Before you accept the offer, recall the interview. Did you get a good impression of the organization and the interviewer? If so, great! Also, make sure that the role you’re being offered matches what you were expecting to see. Double-check that it still fits with your schedule availability.

Images by City Team San Francisco
Volunteers serving food at City Team San Francisco

Complete any necessary training

Training is important for anyone, whether they’re a compensated worker or a volunteer. As a newcomer, you should expect that the organization will:

  • teach you more about the history and origins of the organization
  • give you details on specific projects and programs
  • show you how the organization is structured
  • discuss the community the organization serves
  • introduce you to other volunteers and staff, including the person you’ll be reporting to
  • show you the process for how to start volunteering every time you come to work (do you clock in, check in, go to different locations?)
  • train you to perform the specific roles you’re assigned

If, after orientation or training, some of these questions are still unanswered, you should absolutely ask.
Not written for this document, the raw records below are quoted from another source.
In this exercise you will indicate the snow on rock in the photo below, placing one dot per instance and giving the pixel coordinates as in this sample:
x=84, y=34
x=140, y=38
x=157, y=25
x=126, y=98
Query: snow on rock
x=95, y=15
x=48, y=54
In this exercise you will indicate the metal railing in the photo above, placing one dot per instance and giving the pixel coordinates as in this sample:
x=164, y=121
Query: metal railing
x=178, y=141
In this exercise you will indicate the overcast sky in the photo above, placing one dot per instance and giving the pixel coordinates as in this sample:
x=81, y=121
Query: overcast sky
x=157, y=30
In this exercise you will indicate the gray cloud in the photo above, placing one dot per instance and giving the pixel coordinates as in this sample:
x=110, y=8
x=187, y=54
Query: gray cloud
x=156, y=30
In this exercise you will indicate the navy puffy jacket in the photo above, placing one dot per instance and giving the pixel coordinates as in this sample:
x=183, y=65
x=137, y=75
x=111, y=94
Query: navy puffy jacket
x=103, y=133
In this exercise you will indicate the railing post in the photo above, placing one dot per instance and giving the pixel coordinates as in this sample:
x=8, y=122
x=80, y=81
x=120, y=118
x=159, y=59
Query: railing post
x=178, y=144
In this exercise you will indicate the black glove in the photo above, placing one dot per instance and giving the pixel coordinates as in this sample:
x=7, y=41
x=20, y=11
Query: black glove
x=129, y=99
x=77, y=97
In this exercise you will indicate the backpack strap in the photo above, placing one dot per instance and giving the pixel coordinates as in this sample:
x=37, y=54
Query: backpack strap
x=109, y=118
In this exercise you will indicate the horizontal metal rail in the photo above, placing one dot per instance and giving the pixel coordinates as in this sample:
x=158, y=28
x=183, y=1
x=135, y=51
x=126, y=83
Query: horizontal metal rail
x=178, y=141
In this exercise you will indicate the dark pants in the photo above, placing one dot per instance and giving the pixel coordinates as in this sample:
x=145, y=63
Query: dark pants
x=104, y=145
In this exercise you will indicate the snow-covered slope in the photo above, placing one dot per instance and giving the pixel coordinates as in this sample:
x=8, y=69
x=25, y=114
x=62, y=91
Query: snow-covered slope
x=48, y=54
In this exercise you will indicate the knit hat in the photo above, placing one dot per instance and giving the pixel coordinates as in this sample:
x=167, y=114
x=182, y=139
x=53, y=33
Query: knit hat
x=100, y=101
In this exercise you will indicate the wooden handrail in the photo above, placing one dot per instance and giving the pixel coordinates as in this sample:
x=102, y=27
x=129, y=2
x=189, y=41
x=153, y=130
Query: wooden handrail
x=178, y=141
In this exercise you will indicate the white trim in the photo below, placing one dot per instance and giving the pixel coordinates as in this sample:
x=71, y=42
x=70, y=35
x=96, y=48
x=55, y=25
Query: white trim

Sourced from Danny Glover twitter
Danny Glover volunteers at ACCFB

Reevaluate as you gain experience

After you’ve been at the organization for a while, reflect on the volunteer opportunity you found.

  • Is it still enjoyable?
  • Are you serving the community like you had hoped? 
  • Do you get along with co-volunteers and staff? 
  • Are organizational expectations clear?

If there are certain aspects of the volunteering you don’t enjoy, as can often happen, does the good still outweigh the bad? If so, you’re probably in a good place! If not, consider restarting this process, or go back to narrowing down your options and figure out how to start volunteering at a new organization.

It’s never a bad idea to evaluate your life and where you’re at. But the most important thing is to get out there and experience it! So take charge, find something that makes you happy and get out there and do it. You’ll grow as a person and be glad you did.